SAGINAW – The 2.2 million-gallon north pond on the campus of Saginaw Valley State University provides a home to bluegill, crappie and other aquatic life, but next year, it’s going to do what no other pond has ever done in the State of Michigan.
An “aquathermal” heating and cooling system that’s being installed at SVSU and linked to its new Health and Human Services Facility is expected to use the pond to chill and heat water for the building’s heating and cooling system, providing overall energy savings of 34 percent compared to conventional systems.
Spence Brothers is acting as construction manager on the project, which began in April. The building is expected to open in August 2010. The job currently employs about 80-90 Hardhats, and that’s about peak employment.
Under construction on the north side of campus, the two-story (plus mechanical penthouse) Health and Human Services Facility “has been about the smoothest job I’ve been on in the last 10 years,” said Spence Brothers Project Manager Brian Keeler. “Everything has gone really, really well.”

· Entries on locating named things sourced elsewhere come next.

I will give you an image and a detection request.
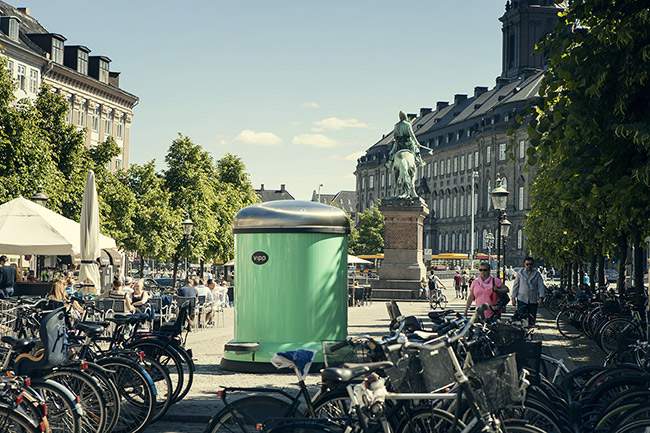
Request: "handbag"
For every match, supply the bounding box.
[492,277,510,310]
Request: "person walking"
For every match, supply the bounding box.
[454,271,463,299]
[512,257,546,327]
[465,262,508,319]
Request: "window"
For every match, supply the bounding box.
[7,18,18,41]
[104,114,113,136]
[99,61,108,83]
[16,65,27,90]
[52,38,63,65]
[499,143,506,161]
[91,107,99,132]
[77,50,88,75]
[29,68,38,93]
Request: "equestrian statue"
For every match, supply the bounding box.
[386,111,432,199]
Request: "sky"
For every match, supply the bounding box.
[13,0,505,200]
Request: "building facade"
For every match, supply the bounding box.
[355,0,558,265]
[0,1,138,170]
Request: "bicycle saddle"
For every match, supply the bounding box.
[2,335,39,353]
[320,361,393,383]
[75,322,106,336]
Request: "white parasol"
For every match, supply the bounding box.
[79,170,101,294]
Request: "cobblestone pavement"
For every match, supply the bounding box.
[146,280,602,433]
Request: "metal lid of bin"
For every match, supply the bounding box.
[233,200,350,234]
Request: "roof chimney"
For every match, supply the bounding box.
[436,101,449,111]
[454,93,467,104]
[474,86,487,98]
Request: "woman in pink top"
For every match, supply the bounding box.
[465,263,507,319]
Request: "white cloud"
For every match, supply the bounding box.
[314,117,368,131]
[343,152,366,161]
[235,129,282,146]
[292,134,338,149]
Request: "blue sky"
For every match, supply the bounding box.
[9,0,505,199]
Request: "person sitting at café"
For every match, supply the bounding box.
[108,278,135,313]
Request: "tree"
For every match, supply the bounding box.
[348,206,384,255]
[526,0,650,287]
[120,161,182,275]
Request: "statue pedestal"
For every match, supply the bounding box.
[372,198,429,299]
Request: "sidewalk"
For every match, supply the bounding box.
[146,280,602,433]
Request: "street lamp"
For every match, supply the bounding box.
[501,213,512,278]
[181,215,194,278]
[490,177,510,276]
[32,185,50,207]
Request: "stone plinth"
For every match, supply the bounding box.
[372,199,429,299]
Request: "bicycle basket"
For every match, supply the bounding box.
[500,341,542,385]
[323,341,374,367]
[490,323,526,347]
[419,349,456,392]
[384,353,426,393]
[467,353,523,412]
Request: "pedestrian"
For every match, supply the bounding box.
[454,271,463,299]
[0,255,16,299]
[465,262,508,319]
[512,257,545,327]
[460,269,469,299]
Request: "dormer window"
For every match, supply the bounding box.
[52,38,63,65]
[77,50,88,75]
[0,17,20,41]
[99,60,108,83]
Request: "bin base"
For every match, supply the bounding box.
[220,357,325,374]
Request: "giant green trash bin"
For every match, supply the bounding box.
[221,200,350,372]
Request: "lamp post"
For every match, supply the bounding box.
[485,232,494,267]
[181,215,194,278]
[501,213,512,279]
[490,181,510,276]
[469,171,478,269]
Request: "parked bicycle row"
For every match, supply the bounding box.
[0,299,194,433]
[549,288,650,366]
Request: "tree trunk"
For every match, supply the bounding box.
[172,254,178,289]
[598,252,607,287]
[616,236,627,294]
[632,232,644,290]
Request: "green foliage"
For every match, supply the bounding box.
[526,0,650,265]
[348,206,384,255]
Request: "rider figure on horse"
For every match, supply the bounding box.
[386,111,431,198]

The 95,000 square-foot building will contain 13 labs, 12 classrooms and office space. The building will have a number of environmentally friendly features, and is expected to get at least a silver LEED certification.
The Health and Human Services building in itself going to be a nice, but unremarkable addition to the SVSU campus. However, the building’s first-of-it’s kind heating and cooling system is creating quite a buzz, and has generated television and newspaper stories across Michigan.
“We’re getting a lot interest and inquiries from schools around Michigan,” said Jerry Stuart, director of construction for Saginaw Valley State University. “But we have the pond, and it’s a resource a lot of other places don’t have.”
What’s so special about the pond? Nothing really. It has 6.75 acres of surface area, has an average depth of 13 feet, and sits 1,025 feet from the new building.
During the project planning, SVSU assistant vice president for campus facilities Steve Hocquard decided to pursue using the pond – which he termed “a very efficient energy absorber” – to supplement the conventional heating and cooling system for the Health and Human Services Building. The aquathermal system can also be expanded to serve other buildings on campus.
Underground between the pond and the Health and Human Services Building run four 10-inch main polypropylene tubes containing some 10,000 gallons of “Dowfrost,” – donated by Dow Chemical – which is a propylene glycol product. The system involves the sinking of 28 “skids” into the pond, each containing 14 heat exchange coils. The system works to heat and cool the building by transferring heat through an underground loop to the coils submerged in the pond.
In the summer, the loop transfers the building’s heat, which is absorbed by the pond. In the winter, the loop draws upon the latent warmth of the water to return heat.
Variable speed circulating pumps vary the flow of the glycol according to the building’s needs. The system eliminates the need for individual heat pumps assigned to every room in the building. And, the heat pump system will provide chilled water to the building’s air handling unit and under-floor heating system to maximize comfort in the building.
The heating and cooling system work is being performed by UA Local 85 members working for Remer and their sub, S & J Heating and Cooling. The university says the system will have no effect on the aquatic life in the pond.
Wayne Kerbelis, of Peter Basso Associates, which engineered the aquathermal system, said a software program measures the amount of heating and cooling that’s needed, as well as the size and depth of the pond, to determine the hardware required for the system.
He said the cooling costs of the aquathermal system would normally be “a wash” compared to conventional methods, but the real savings come on the heating end. The heat pump system can save 50 percent in building heating energy costs, compared to a conventional boiler heating system.
A website which performs experiments in renewable technologies, Richard Collins.net, said the efficiency of water source heat pumps usually win “hands down” when compared to air or ground-based heat pumps. The reason – “most of the time the water at depth has a consistent temperature and hardly varies at all throughout the year.”It said the reason more people don’t use ponds in their heat pump systems is simple: they don’t have access to a pond.
HEAT EXCHANGER GRIDS await placement at the bottom of Saginaw Valley State University’s north pond. The pond itself was created a few years ago when road builders needed fill dirt for nearby Bay Road, and scooped it out from an open field – with the college’s permission – on the north side of the campus. Photo courtesy Saginaw Valley State University
FITTERS FROM Local 85 and S & J Heating and Insulation prepare two-inch supply/return lines for heat exchanger grids. Photo courtesy Saginaw Valley State University
PIPES THAT ARE PART of Saginaw Valley State University’s aquathermal system, consisting here of six-inch to eight-inch carbon steel, are ready for a weld by Richard Los of Plumbers and Steamfitters Local 85, working for Remer.